Una pianta associata alla morte e al destino

La Belladonna, chiamata anche Atropa Belladonna, prende il nome da Atropo, una delle Moire della mitologia greca, colei che taglia il filo della vita. Questo nome sottolinea bene la natura di questa pianta, i cui frutti contengono un veleno capace di uccidere rapidamente. La sua temibile reputazione si è costruita attorno a questa associazione tra bellezza mortale e potere di tagliare il destino.

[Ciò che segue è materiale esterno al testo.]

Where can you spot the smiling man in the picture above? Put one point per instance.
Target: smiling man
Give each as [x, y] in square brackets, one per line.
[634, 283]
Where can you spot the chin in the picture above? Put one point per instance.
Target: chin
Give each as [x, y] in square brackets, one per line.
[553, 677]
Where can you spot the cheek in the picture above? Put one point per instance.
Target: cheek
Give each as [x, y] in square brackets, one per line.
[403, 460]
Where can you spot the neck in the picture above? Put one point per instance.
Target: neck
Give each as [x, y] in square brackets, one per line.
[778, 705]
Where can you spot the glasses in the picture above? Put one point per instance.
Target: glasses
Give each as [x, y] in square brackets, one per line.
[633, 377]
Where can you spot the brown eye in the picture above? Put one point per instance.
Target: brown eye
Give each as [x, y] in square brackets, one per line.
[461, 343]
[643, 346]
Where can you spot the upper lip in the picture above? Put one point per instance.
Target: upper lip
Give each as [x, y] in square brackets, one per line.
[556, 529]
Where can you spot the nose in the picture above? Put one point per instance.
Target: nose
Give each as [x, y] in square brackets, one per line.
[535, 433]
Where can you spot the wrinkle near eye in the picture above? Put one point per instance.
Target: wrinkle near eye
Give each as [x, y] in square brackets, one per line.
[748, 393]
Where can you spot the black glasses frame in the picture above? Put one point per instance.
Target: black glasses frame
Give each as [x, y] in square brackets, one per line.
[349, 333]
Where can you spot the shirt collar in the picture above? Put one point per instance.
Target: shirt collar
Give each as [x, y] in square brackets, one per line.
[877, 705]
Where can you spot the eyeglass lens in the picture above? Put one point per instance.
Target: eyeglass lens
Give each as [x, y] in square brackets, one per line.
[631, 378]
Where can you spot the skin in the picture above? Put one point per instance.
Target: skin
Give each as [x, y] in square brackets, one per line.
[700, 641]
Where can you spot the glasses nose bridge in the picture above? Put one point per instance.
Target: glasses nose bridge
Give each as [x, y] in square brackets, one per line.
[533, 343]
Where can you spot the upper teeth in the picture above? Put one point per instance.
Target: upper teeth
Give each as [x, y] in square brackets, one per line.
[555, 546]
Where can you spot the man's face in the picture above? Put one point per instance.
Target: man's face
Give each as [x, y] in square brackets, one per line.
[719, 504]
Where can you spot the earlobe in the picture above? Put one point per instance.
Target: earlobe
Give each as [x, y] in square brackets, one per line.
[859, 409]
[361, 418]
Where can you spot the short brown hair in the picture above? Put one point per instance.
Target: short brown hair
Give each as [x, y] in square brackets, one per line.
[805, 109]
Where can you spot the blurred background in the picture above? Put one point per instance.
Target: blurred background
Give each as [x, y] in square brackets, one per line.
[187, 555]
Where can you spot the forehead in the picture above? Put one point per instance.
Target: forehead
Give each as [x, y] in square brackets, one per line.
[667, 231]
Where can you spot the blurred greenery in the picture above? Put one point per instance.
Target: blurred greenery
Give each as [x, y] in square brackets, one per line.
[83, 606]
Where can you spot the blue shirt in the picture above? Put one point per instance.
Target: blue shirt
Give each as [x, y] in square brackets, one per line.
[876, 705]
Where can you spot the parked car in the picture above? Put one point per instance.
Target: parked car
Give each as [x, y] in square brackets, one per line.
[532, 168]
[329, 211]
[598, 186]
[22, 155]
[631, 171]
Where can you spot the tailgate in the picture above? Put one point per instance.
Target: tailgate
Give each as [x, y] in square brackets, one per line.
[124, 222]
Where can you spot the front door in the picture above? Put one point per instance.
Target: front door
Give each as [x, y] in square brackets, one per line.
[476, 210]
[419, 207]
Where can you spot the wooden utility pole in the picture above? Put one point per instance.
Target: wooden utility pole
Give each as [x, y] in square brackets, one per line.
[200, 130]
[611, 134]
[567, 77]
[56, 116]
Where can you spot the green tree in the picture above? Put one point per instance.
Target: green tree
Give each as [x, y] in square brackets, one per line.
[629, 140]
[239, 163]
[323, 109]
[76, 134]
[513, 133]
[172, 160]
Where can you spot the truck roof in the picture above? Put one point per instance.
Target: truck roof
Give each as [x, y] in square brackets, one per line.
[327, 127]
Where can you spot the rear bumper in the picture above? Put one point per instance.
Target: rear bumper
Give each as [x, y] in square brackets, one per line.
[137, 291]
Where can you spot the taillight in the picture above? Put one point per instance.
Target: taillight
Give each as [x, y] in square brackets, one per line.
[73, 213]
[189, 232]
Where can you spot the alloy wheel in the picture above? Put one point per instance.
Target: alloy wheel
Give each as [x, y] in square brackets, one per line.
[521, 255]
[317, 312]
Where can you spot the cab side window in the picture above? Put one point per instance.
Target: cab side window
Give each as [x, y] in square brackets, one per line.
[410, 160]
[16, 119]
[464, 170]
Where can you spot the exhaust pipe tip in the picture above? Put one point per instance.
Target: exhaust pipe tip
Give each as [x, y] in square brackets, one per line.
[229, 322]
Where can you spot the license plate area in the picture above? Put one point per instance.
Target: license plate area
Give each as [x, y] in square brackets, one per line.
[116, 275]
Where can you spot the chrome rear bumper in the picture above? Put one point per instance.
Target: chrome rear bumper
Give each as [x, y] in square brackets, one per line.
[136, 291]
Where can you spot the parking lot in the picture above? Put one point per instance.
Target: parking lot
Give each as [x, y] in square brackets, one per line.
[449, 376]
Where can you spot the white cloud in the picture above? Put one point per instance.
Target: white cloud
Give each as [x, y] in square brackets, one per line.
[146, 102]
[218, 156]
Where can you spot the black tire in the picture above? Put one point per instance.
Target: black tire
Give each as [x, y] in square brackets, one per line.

Dalla seduzione ai comportamenti estremi

In Italia, il succo di Belladonna veniva usato per dilatare le pupille, cosa percepita come un segno di bellezza. Questa pratica ha dato origine al soprannome « Bella Donna », che significa « bella donna ». Tuttavia, gli effetti collaterali della pianta provocavano comportamenti devianti: allucinazioni, accessi di violenza e perdita di controllo. Alcune donne, sotto il suo influsso, diventavano aggressive fino a compiere l'irreparabile.


L’unguento dei sabba e la leggenda della scopa

La Belladonna entrava nella composizione degli unguenti usati dalle streghe prima dei rituali. Applicati sulla pelle, questi unguenti scatenavano visioni intense e modificavano la percezione sensoriale. Questa alterazione dava la sensazione di volare o di uscire dal proprio corpo, alimentando l’immaginario delle streghe che volano sulla loro scopa. Nella tradizione antica, figure come Circe sfruttavano già questa pianta per i suoi poteri di metamorfosi.


Una pianta maledetta dalla Chiesa

Con l’avvento delle religioni monoteiste, la Belladonna è diventata l’incarnazione delle pratiche proibite. Il suo uso fu associato ai sabba, ai patti e ai rituali giudicati demoniaci. È servita come prova d’accusa nei processi per stregoneria e come giustificazione per la persecuzione delle donne che possedevano conoscenze erboristiche.


Un ingrediente magico da maneggiare con cautela

Oggi, la radice di Belladonna mantiene il suo posto nelle pratiche magiche tradizionali. Viene usata in rituali focalizzati sulla seduzione, l’influenza o la protezione. La sua potenza è temuta e deve essere maneggiata con cura. Nei spell jars o sacchetti magici, è sempre sigillata ermeticamente. La sua presenza evoca un potere antico, al tempo stesso seducente e pericoloso.